Capítulo 29

La primavera estaba ahora en todo su esplendor. Por las ranuras se filtraban aromas a hierba cortada y flores. Fuera brillaba un gran sol. Las vacas salían a pastar, y la calma pura acrecentó su nostalgia por Mariana. Sólo ahora sentía hasta qué punto estaba unido a ella. A las diez apareció Nasha en la puerta de la recámara con un tazón de leche en la mano.

—¿Qué tal has dormido? —preguntó con interés.

—Bien, no hacía frío.

—¿Qué has hecho?

—Pensar.

—¿En qué has pensado? —continuó indagando.

—En el destino de Mariana.

—¿El destino? —se sorprendió.

—No tengo otra palabra.

—¿La echas de menos?

—Así es.

—Entonces, ¿por qué no dices «la echo de menos»?

Ese fue el primer reproche que oyó de su boca.

Cerró la recámara y se puso a ordenar la habitación. Podía oír sus movimientos, mesurados y controlados. Mariana odiaba fregar el suelo y cambiar la ropa de cama. Era bastante negligente con la limpieza y, por eso, la reprendían a menudo.

Ya se había percatado de que por la noche los huéspedes de Nasha no la reprendían ni se enfadaban con ella, su voz apenas se oía. Las visitas terminaban de forma pertinente, sin ceremonias y sin gritos como con Mariana.

Desde que esta se había ido, le costaba escribir en el cuaderno. Le parecía que no tenía suficientes palabras, que ocultaba la verdad. Tenía muchas ganas de escribir todo lo que bullía en su alma, sobre todo la nostalgia de Mariana, pero temía que a su madre no le gustase.

Desde que Mariana se había ido, no había estado en su habitación. Ahora los dominios estaban separados: Nasha en la habitación y él en la recámara. Ella hablaba con templanza, y a veces con indiferencia.
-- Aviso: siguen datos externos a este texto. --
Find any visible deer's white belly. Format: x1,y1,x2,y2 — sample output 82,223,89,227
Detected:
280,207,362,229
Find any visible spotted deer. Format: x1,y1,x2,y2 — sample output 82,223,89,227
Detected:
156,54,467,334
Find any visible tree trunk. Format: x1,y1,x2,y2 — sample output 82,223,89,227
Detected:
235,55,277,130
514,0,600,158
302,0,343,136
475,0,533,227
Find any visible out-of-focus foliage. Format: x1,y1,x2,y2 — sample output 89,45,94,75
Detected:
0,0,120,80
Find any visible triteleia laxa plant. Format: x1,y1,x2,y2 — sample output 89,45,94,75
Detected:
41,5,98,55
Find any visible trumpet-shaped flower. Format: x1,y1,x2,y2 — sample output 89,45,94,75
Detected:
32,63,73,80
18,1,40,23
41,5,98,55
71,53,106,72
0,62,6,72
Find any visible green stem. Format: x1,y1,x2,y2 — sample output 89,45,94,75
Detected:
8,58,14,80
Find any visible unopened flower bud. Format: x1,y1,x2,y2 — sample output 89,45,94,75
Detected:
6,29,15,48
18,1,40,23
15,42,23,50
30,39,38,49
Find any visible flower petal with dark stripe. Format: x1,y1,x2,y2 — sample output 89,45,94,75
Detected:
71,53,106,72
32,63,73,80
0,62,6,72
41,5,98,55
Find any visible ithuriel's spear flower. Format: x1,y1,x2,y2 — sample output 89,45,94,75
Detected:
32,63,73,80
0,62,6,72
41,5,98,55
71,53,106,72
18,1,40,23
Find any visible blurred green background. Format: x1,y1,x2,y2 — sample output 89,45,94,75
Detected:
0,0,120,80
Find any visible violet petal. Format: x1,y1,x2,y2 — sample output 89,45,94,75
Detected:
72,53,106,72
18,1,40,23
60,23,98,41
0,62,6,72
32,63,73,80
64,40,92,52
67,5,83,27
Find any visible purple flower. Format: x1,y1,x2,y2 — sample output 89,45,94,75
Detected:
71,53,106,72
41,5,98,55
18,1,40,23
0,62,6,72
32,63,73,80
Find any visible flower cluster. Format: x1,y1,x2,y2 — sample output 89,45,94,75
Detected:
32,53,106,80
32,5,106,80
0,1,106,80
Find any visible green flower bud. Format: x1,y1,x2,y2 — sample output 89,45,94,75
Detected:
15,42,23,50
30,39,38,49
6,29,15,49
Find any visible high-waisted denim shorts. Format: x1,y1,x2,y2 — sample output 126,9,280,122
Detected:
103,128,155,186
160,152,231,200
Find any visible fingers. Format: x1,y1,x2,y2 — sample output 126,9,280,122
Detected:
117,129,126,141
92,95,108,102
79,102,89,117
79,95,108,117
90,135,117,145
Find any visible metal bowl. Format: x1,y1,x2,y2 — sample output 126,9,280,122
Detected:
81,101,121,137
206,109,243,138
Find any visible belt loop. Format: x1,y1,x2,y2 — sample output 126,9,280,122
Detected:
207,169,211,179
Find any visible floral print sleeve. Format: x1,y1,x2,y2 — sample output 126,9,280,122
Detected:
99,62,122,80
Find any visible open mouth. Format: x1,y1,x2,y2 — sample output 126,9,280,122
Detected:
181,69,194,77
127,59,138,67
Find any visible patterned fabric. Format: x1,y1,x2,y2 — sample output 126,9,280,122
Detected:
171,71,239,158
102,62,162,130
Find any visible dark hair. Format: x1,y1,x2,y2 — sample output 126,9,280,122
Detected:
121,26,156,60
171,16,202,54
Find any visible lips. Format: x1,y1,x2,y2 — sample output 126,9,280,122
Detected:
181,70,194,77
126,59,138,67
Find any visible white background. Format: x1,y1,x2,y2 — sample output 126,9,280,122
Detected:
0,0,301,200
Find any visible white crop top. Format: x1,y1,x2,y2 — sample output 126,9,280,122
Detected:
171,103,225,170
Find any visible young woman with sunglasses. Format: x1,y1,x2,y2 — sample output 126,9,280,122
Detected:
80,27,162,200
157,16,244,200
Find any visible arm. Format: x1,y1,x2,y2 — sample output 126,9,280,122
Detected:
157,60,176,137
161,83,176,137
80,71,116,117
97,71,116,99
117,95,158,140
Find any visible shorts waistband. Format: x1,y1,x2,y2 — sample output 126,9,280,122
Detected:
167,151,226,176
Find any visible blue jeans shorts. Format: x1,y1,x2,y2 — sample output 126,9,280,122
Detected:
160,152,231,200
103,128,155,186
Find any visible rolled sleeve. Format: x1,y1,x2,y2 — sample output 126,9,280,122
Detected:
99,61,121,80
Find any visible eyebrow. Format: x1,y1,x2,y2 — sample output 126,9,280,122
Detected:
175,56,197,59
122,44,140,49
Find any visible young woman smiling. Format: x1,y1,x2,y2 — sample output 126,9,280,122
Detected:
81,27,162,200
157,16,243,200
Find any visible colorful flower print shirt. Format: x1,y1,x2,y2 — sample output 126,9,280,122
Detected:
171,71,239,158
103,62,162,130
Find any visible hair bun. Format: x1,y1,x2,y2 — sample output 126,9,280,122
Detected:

De cuando en cuando se oía alguna risita, pero nunca alzaba la voz. A pesar de todo, encontró algo común a las dos: también Nasha en ocasiones hablaba de sí misma en tercera persona.

—Hoy Nasha va a dar un buen repaso a la habitación y al cuerpo —le informó.

Hugo quiso preguntar qué significaba eso, pero resistió la tentación y no lo hizo. En aquella ocasión, de todos modos, le dio una pizca de información, tal vez algo más que una pizca. A diferencia de Mariana, arreglaba la habitación a conciencia y se pasaba un buen rato bañándose.

Al atardecer le llevó sopa y albóndigas.

—¿Qué has estado haciendo? —preguntó.

—Nada —contestó, y era cierto.

Desde que Mariana lo había abandonado, los temores lo acechaban por todas partes. Le costaba concentrarse en sus pensamientos o en sus fantasías. Cada pensamiento era cortado de raíz. Tampoco los recuerdos eran tan claros como antes. Por la mañana apareció ante sus ojos Frida, atrapada en el transporte, saludando con un sombrero de ala ancha como si se despidiera del mundo con una risa sarcástica. Hugo quiso volver a contemplar de cerca aquella imagen, pero el pánico la apartó de sus ojos y ya sólo vio el transporte, donde las personas se apretujaban sin rostro, como si fuesen a ser tragadas por una densa niebla.

—¿Por qué no lees? —lo hirió sin proponérselo.

—Me cuesta concentrarme. —No se lo ocultó.

—¿Lo has intentado?

—Ni siquiera lo he intentado.

—A los judíos les gusta leer, ¿verdad?

—A papá y mamá les gustaba sumergirse en la lectura.

—Mi abuelo era sacerdote. Decía: «Aprended de los judíos, son el pueblo del libro. No hay ninguna casa judía sin biblioteca».

—En la nuestra hay una gran biblioteca. —Por un instante, volvió a él el orgullo de los días pasados.

—¿Y qué ha sido de los libros?

—No hay nadie en casa.

Nasha hablaba despacio, escuchaba atentamente y elegía las palabras. Su mirada se concentraba para no perder un gesto ni un detalle. Algunas veces, a Hugo le parecía que ponía trampas a su alrededor para que él cayese.

Él intentaba aprender los movimientos de su cuerpo, escuchaba el ritmo de las palabras, pero sus esfuerzos sólo lo llevaban a la siguiente conclusión: «Nasha es una criatura extraña. Quién sabe qué secreto guarda en su corazón».

—¿No te resulta duro vivir en la recámara? —volvió a sorprenderlo.

—Me he acostumbrado.

—Eres un niño fuerte.

—Aún no he hecho nada para ser merecedor de ese calificativo.

—Lo has hecho.

Cada día le dejaba una palabra cargada de sentido o una frase incomprensible. Hugo las asimilaba y les daba vueltas durante un buen rato, hasta que se cansaba.